ARS scientists at the U.S. Meat Animal Research Center (USMARC) in Clay Center, NE, found that piglets fed lysozyme performed as well as those given a traditional antibiotic. Lysozyme is an enzyme with antimicrobial properties, and is found in the tears, saliva and mucus of animals as well as humans.
In an initial study led by physiologist William Oliver in the USMARC Nutrition Research Unit, 10-day-old pigs were weaned and divided into three groups. Pigs were put on a milk replacer diet that included granulated lysozyme, neomycin and oxytetracycline, or no antibiotic or lysozyme treatment. The 48 animals were weighed after two weeks.
The growth rate was similar in pigs given lysozyme compared with those on regular antibiotics, and both lysozyme and antibiotics decreased pathogen shedding.
Oliver and microbiologist James Wells, in the USMARC Meat Safety and Quality Research Unit, also examined lysozyme’s effects on growth development and gastrointestinal health of 24-day-old pigs.

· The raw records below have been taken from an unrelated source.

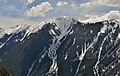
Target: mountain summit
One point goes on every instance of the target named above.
(62, 47)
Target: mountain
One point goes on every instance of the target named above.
(62, 47)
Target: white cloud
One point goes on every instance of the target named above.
(114, 14)
(30, 1)
(39, 10)
(4, 1)
(27, 1)
(61, 4)
(92, 3)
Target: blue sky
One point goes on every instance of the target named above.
(14, 12)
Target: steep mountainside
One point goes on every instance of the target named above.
(62, 47)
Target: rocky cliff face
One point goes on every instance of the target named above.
(62, 47)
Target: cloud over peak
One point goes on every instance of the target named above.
(114, 14)
(39, 10)
(61, 4)
(92, 3)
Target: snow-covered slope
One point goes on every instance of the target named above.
(62, 47)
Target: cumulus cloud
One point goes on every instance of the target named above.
(39, 10)
(4, 1)
(61, 4)
(114, 14)
(92, 3)
(28, 1)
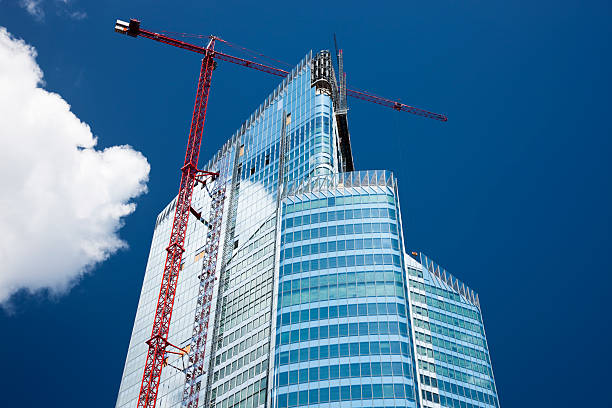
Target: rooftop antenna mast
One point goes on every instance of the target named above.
(158, 343)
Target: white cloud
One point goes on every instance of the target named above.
(63, 8)
(34, 8)
(62, 201)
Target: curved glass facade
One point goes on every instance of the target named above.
(342, 336)
(315, 302)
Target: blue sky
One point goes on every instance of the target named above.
(512, 195)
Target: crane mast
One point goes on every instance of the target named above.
(158, 342)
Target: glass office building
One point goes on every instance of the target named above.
(315, 301)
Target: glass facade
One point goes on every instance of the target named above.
(315, 301)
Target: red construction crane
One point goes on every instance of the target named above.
(189, 173)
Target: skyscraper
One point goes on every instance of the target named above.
(315, 301)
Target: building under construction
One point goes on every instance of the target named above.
(286, 282)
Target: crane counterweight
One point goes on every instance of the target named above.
(158, 342)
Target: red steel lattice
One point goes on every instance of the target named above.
(163, 313)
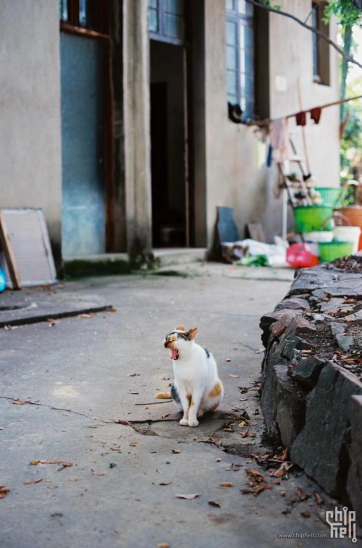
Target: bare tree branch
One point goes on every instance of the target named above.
(348, 58)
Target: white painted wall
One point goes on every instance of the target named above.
(30, 142)
(235, 160)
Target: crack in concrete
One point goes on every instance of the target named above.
(55, 408)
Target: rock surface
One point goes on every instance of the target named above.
(311, 392)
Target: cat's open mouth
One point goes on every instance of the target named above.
(174, 354)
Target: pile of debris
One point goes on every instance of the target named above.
(312, 371)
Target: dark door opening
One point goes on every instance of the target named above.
(168, 142)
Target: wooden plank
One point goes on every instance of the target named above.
(9, 254)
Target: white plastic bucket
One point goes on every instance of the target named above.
(348, 234)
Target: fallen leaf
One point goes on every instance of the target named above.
(281, 471)
(214, 503)
(301, 494)
(260, 488)
(255, 472)
(188, 497)
(318, 498)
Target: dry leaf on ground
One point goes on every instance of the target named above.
(318, 498)
(261, 488)
(188, 497)
(281, 471)
(301, 494)
(214, 503)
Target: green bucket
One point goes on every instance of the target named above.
(311, 218)
(328, 251)
(330, 196)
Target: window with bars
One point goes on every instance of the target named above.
(240, 55)
(320, 48)
(166, 20)
(87, 14)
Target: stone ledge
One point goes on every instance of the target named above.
(312, 404)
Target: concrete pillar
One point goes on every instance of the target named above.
(137, 131)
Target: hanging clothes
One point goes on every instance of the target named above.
(301, 118)
(315, 114)
(280, 140)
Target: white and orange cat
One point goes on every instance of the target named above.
(196, 388)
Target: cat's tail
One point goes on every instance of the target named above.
(164, 396)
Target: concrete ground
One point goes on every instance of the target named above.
(78, 374)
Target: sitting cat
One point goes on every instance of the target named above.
(196, 388)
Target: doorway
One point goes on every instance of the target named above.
(168, 145)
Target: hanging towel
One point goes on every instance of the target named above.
(315, 114)
(280, 139)
(301, 118)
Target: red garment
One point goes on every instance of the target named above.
(301, 118)
(315, 114)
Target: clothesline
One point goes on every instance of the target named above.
(267, 122)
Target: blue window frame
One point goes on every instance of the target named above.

A total of 192 pigs—96 males and 96 females—were weaned and separated into groups. Animals were randomly assigned to one of three groups that were fed either a dry pellet diet containing lysozyme, carbadox plus copper sulfate or no treatment. After 28 days, analyses revealed that lysozyme was as effective as antibiotics in increasing growth performance, improving feed efficiency and enhancing gastrointestinal health.
ARS is the chief intramural scientific research agency of the U.S. Department of Agriculture (USDA). These findings, published in the Journal of Animal Science, support the USDA priority of promoting international food security.